I guess the way I handle it is like how I handle anxiety.  Anxiety is something that I feel on a daily basis and I am able to function with it. I am able to breathe through it and found objects that can help me if need be. I may be swimming through quicksand, but I can always get myself out of it.

So that’s how I can handle rejection. It’s external anxiety that will happen on a regular basis. I will be rejected by employers who I really want to work for and have for a long time. I will be rejected from men who I really want to date, and probably more often than I’d like. I will be rejected from schools that I really want to attend. Understanding that this will happen can make me more appreciative when it doesn’t.

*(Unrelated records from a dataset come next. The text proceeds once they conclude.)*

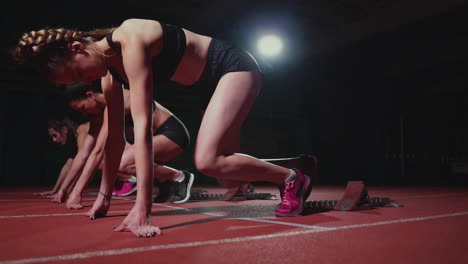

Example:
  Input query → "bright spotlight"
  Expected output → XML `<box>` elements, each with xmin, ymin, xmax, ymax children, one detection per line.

<box><xmin>258</xmin><ymin>35</ymin><xmax>283</xmax><ymax>56</ymax></box>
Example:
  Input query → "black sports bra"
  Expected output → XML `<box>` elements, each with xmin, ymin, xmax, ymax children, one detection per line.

<box><xmin>106</xmin><ymin>23</ymin><xmax>187</xmax><ymax>88</ymax></box>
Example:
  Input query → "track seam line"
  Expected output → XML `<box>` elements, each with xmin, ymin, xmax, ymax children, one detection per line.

<box><xmin>0</xmin><ymin>211</ymin><xmax>468</xmax><ymax>264</ymax></box>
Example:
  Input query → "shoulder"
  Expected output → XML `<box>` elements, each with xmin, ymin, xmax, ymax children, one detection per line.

<box><xmin>113</xmin><ymin>18</ymin><xmax>162</xmax><ymax>41</ymax></box>
<box><xmin>76</xmin><ymin>122</ymin><xmax>89</xmax><ymax>135</ymax></box>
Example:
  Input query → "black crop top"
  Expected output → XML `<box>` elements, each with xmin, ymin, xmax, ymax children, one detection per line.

<box><xmin>106</xmin><ymin>23</ymin><xmax>187</xmax><ymax>87</ymax></box>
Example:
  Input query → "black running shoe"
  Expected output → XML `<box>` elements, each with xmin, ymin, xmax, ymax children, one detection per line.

<box><xmin>153</xmin><ymin>181</ymin><xmax>174</xmax><ymax>203</ymax></box>
<box><xmin>170</xmin><ymin>170</ymin><xmax>195</xmax><ymax>203</ymax></box>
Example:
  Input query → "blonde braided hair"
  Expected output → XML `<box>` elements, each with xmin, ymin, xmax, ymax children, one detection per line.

<box><xmin>12</xmin><ymin>28</ymin><xmax>115</xmax><ymax>70</ymax></box>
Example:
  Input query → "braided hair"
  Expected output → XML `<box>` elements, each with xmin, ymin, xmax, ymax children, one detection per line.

<box><xmin>12</xmin><ymin>28</ymin><xmax>115</xmax><ymax>72</ymax></box>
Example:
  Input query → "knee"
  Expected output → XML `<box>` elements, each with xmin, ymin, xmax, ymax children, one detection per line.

<box><xmin>194</xmin><ymin>153</ymin><xmax>221</xmax><ymax>177</ymax></box>
<box><xmin>119</xmin><ymin>160</ymin><xmax>131</xmax><ymax>174</ymax></box>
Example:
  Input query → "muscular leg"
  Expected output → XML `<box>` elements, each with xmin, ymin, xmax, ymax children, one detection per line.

<box><xmin>194</xmin><ymin>72</ymin><xmax>291</xmax><ymax>184</ymax></box>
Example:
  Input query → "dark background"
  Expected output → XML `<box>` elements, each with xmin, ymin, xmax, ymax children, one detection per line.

<box><xmin>0</xmin><ymin>0</ymin><xmax>468</xmax><ymax>185</ymax></box>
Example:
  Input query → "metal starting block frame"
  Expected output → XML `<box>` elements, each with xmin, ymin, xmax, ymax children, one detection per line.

<box><xmin>189</xmin><ymin>193</ymin><xmax>278</xmax><ymax>201</ymax></box>
<box><xmin>305</xmin><ymin>181</ymin><xmax>403</xmax><ymax>211</ymax></box>
<box><xmin>189</xmin><ymin>181</ymin><xmax>402</xmax><ymax>211</ymax></box>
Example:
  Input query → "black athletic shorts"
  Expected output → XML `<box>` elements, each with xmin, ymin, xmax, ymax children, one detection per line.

<box><xmin>194</xmin><ymin>39</ymin><xmax>261</xmax><ymax>109</ymax></box>
<box><xmin>125</xmin><ymin>116</ymin><xmax>190</xmax><ymax>149</ymax></box>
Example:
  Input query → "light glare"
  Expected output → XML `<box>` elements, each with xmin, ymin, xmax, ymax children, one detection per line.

<box><xmin>258</xmin><ymin>35</ymin><xmax>283</xmax><ymax>56</ymax></box>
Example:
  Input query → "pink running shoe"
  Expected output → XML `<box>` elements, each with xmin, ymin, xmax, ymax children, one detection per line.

<box><xmin>275</xmin><ymin>169</ymin><xmax>311</xmax><ymax>217</ymax></box>
<box><xmin>112</xmin><ymin>181</ymin><xmax>136</xmax><ymax>196</ymax></box>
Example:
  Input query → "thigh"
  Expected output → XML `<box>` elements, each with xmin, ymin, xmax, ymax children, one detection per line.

<box><xmin>195</xmin><ymin>72</ymin><xmax>261</xmax><ymax>155</ymax></box>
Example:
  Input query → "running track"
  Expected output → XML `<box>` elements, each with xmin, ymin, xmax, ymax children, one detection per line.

<box><xmin>0</xmin><ymin>187</ymin><xmax>468</xmax><ymax>264</ymax></box>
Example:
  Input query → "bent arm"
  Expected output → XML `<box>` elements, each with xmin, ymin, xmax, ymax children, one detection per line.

<box><xmin>68</xmin><ymin>116</ymin><xmax>108</xmax><ymax>195</ymax></box>
<box><xmin>52</xmin><ymin>158</ymin><xmax>73</xmax><ymax>194</ymax></box>
<box><xmin>60</xmin><ymin>134</ymin><xmax>96</xmax><ymax>194</ymax></box>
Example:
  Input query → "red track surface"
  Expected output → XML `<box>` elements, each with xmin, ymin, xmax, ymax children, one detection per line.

<box><xmin>0</xmin><ymin>187</ymin><xmax>468</xmax><ymax>264</ymax></box>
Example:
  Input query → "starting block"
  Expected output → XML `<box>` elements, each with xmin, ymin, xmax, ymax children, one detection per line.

<box><xmin>305</xmin><ymin>181</ymin><xmax>402</xmax><ymax>211</ymax></box>
<box><xmin>189</xmin><ymin>181</ymin><xmax>402</xmax><ymax>211</ymax></box>
<box><xmin>189</xmin><ymin>184</ymin><xmax>278</xmax><ymax>201</ymax></box>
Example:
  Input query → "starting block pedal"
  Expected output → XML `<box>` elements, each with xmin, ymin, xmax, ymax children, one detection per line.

<box><xmin>189</xmin><ymin>184</ymin><xmax>277</xmax><ymax>201</ymax></box>
<box><xmin>305</xmin><ymin>181</ymin><xmax>402</xmax><ymax>211</ymax></box>
<box><xmin>333</xmin><ymin>181</ymin><xmax>369</xmax><ymax>211</ymax></box>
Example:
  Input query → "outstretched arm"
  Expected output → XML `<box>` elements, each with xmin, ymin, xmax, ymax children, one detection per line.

<box><xmin>52</xmin><ymin>131</ymin><xmax>96</xmax><ymax>203</ymax></box>
<box><xmin>34</xmin><ymin>158</ymin><xmax>73</xmax><ymax>196</ymax></box>
<box><xmin>67</xmin><ymin>117</ymin><xmax>108</xmax><ymax>209</ymax></box>
<box><xmin>86</xmin><ymin>74</ymin><xmax>125</xmax><ymax>219</ymax></box>
<box><xmin>111</xmin><ymin>20</ymin><xmax>161</xmax><ymax>237</ymax></box>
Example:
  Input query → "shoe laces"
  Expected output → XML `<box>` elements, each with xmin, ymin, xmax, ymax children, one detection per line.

<box><xmin>282</xmin><ymin>181</ymin><xmax>294</xmax><ymax>205</ymax></box>
<box><xmin>174</xmin><ymin>182</ymin><xmax>186</xmax><ymax>196</ymax></box>
<box><xmin>284</xmin><ymin>181</ymin><xmax>294</xmax><ymax>192</ymax></box>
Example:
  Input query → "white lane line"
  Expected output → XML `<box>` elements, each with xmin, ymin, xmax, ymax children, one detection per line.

<box><xmin>0</xmin><ymin>211</ymin><xmax>468</xmax><ymax>264</ymax></box>
<box><xmin>0</xmin><ymin>210</ymin><xmax>130</xmax><ymax>219</ymax></box>
<box><xmin>120</xmin><ymin>197</ymin><xmax>329</xmax><ymax>230</ymax></box>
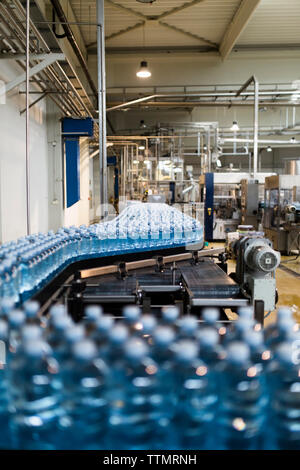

Just like understanding that anxiety will happen will make me more appreciative of myself handling it.

 

I’m white, but not racist

I imagine this title will make people assume I am racist. I have been told many times in my life that if I say this then I will be deemed a racist, and I believed them. I was taught that my white privilege made it so I, basically, could never understand any other culture. There are many things that I cannot do or say as a white person without being considered ignorant, arrogant or racist.

For example, one of my male friends said that they were the problem because they were a ‘white cisgender male’. I said that this doesn’t make them a problem. It’s about the person rather than the race. A response I got was that I was ignorant to colored people’s plights and didn’t understand how white men respond to other races.

The problem I have with this is that they aren’t all white people.

Society is putting race against race, gender against gender, culture against culture, instead of allowing us to be together. To recognize that there are racists but they are not the majority, and they are not the beloved. They are hated by most people, or at least that’s what I see.

I see white people hating their race because of history. White people who wish they were born with different skin tone because of said history. White people who can’t mention race in public, even if it’s the easiest way to describe people, because they think it’s racist. While this is nothing compared to what people of color deal with everyday, I think it’s important to recognize.

This could be why racism still exists.